How long does it take to implement an AI scribe with NextGen?
Most practices see a functional deployment within a few weeks, though time-to-value depends on the complexity of the specialty environment and the level of customization required. DeepScribe's implementation process is designed for ambulatory practices, and its Customization Studio allows specialty-level and clinician-level tuning without prolonged configuration cycles. Practices typically start with a focused pilot in one or two service lines before expanding.
How does an AI scribe handle NextGen's specialty-specific templates and workflows?

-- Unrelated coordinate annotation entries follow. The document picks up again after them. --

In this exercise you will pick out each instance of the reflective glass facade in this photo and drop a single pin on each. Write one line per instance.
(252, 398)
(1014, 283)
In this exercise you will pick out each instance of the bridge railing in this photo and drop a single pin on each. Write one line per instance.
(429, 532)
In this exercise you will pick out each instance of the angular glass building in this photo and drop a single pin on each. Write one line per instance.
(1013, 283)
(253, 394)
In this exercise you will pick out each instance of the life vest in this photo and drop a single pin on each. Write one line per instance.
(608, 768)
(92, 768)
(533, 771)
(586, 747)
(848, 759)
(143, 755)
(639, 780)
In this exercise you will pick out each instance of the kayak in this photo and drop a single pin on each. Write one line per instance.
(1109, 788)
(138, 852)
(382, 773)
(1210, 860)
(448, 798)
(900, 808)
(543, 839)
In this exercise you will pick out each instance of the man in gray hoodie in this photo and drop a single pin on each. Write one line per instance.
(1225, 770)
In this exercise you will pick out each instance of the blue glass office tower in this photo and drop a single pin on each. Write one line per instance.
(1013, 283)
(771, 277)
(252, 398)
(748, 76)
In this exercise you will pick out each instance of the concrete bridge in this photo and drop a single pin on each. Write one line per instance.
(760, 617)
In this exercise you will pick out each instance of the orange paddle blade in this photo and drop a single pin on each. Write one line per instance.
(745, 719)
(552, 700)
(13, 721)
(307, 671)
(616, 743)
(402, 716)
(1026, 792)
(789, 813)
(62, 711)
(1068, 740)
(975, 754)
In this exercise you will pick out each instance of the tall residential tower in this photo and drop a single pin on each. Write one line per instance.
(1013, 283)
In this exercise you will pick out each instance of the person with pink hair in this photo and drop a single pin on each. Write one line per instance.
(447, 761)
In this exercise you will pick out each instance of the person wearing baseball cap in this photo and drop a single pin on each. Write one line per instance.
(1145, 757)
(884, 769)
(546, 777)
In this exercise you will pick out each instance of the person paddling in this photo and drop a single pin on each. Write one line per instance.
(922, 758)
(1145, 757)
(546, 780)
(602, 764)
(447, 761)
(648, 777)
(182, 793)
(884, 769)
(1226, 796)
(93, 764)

The best AI scribes adapt to the structure of your existing NextGen workflows rather than requiring you to rebuild documentation habits around the AI. DeepScribe's Customization Studio allows practices to define note structure by visit type and specialty, and the system learns individual clinician preferences over time — so output improves with use rather than requiring ongoing manual template management.
Is patient data secure when using an AI scribe with NextGen?
Yes, provided you select a vendor with appropriate safeguards in place. Confirm that any AI scribe you evaluate is HIPAA-compliant, carries a Business Associate Agreement, and provides documentation of SOC 2 certification and encryption standards for data in transit and at rest. DeepScribe meets all of these requirements and maintains enterprise-grade data governance and PHI controls suitable for multi-specialty ambulatory deployments.